My friend Joe sent me a
link the other day, asking me what I thought about the whole idea of the ‘social gospel.’ The link is a WSJ article by
Joseph Loconte of the Ethics and Public Policy Center, discussing the legacy of the ‘founder’ of the social gospel,
Walter Rauschenbusch. I encourage you to read it, and thus I will not attempt to recap, other than to say that it is a remarkably precise analysis of the weaknesses of Rauschenbusch’s work. I have great affection for the brothers (Campolo, Wallis, Hauerwas) cited as lauding Rauschenbusch, but I suspect they are more familiar with his legacy than his actual theology.

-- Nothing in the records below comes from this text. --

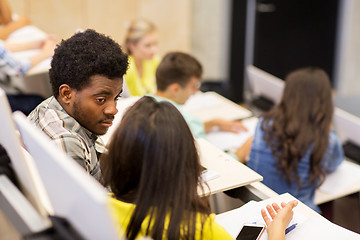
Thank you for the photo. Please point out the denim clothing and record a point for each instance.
(263, 162)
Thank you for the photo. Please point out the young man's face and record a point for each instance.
(94, 106)
(191, 88)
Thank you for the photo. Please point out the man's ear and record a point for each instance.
(66, 94)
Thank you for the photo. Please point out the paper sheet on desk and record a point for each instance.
(346, 174)
(228, 140)
(249, 213)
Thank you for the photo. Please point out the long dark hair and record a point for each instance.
(152, 161)
(301, 120)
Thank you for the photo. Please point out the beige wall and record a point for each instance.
(63, 17)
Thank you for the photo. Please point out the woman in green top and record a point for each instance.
(153, 169)
(141, 43)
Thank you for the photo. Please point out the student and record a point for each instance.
(153, 169)
(142, 45)
(11, 68)
(178, 77)
(294, 144)
(86, 76)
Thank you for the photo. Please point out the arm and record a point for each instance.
(244, 151)
(224, 125)
(47, 51)
(280, 219)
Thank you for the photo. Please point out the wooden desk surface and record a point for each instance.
(322, 196)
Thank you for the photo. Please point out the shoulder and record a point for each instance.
(212, 230)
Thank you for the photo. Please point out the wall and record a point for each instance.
(348, 56)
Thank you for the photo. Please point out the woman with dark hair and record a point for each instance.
(294, 144)
(153, 169)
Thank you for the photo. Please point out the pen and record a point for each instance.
(290, 228)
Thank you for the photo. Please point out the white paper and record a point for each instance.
(229, 140)
(320, 228)
(201, 101)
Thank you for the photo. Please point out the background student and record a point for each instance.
(141, 43)
(153, 169)
(178, 77)
(86, 76)
(294, 144)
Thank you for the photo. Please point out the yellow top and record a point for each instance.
(122, 213)
(147, 83)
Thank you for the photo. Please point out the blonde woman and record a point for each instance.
(141, 43)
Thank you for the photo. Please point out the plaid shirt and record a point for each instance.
(78, 142)
(11, 67)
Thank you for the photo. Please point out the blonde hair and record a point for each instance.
(136, 30)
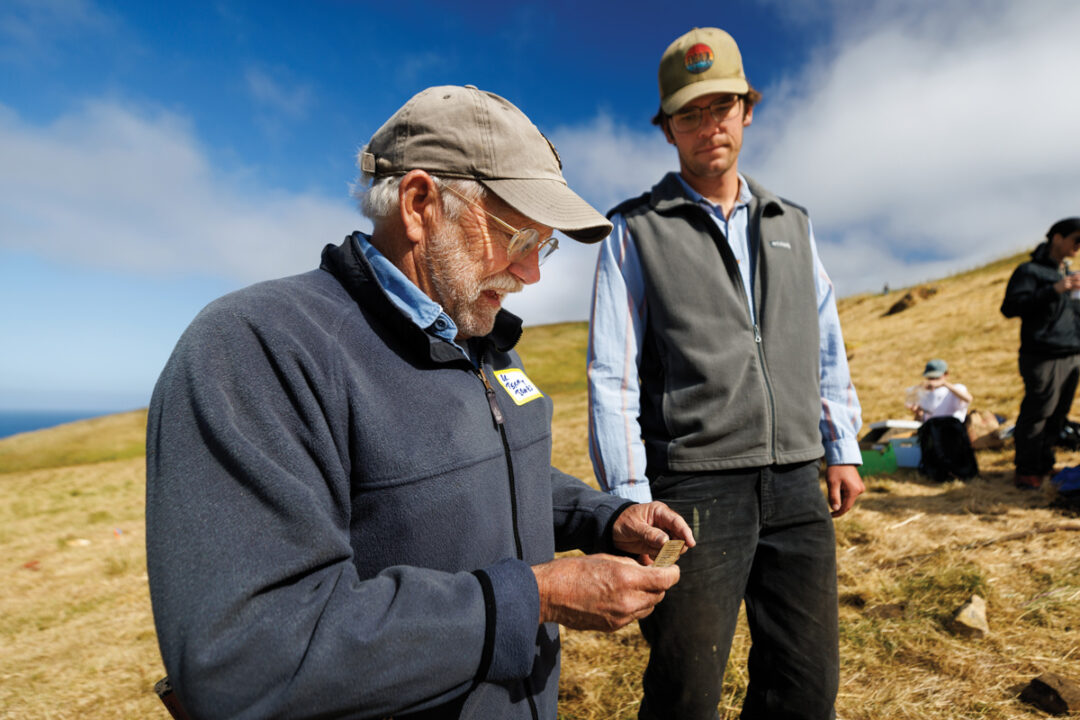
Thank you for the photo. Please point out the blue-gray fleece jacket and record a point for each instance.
(341, 511)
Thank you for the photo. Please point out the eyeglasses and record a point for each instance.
(687, 120)
(522, 242)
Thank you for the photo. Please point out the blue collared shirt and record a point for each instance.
(426, 313)
(619, 317)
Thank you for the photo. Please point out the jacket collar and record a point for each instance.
(349, 266)
(670, 194)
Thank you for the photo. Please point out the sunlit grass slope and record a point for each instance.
(77, 635)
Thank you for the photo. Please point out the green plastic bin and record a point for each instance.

As Loconte points out, Christianity does not have to be distorted in order to produce works of social justice; indeed, it cannot produce anything if it is eviscerated: “The Christian confession of faith, by itself, offers no guarantee that either individuals or societies will be transformed. But, for believers, not even the smallest steps forward can be taken without it.” This echoes my favorite Dallas Willard quote; in responding to Rodney King’s mid-L.A.-riot plea of “Can’t we just all get along?”, Willard replied, firmly but perhaps wistfully, “No, we can’t… not until we become the
kind of people who
can get along.” Social change will not occur without personal, spiritual change.
The typical response of the evangelical church today to that last statement, however, makes the lionizing of Rauschenbusch understandable. For while it might be uncomfortable to admit, for most evangelicals, social change is not only secondary, it is unimportant or even the wrong direction. Any time or resources spent on justice, reform, or economic efforts would be better spent on evangelism.
But of course it is not evangelism
or social action, it is evangelism
and social action; better still, it is evangelism
as social action, and social action
as evangelism. I am encouraged that this generation of college students seems less tied up with either/or statements, and are willing to embrace the both/and, because the Christian work in this world is clearly to be a both/and.

And of course these are not new concerns; they surfaced even in the time of
John Wesley, and he had a stinging reply to questions raised by what Jesus says in Matthew 25:31ff. Wesley was asked by skeptical brethren, "what does it avail to feed or clothe men’s bodies, if they are just dropping into everlasting fire?" Wesley would then respond, "whether
they will finally be lost or saved,
you are expressly commanded to feed the hungry and clothe the naked. If you can, and do not... then whatever becomes of
them,
you shall go away into everlasting fire."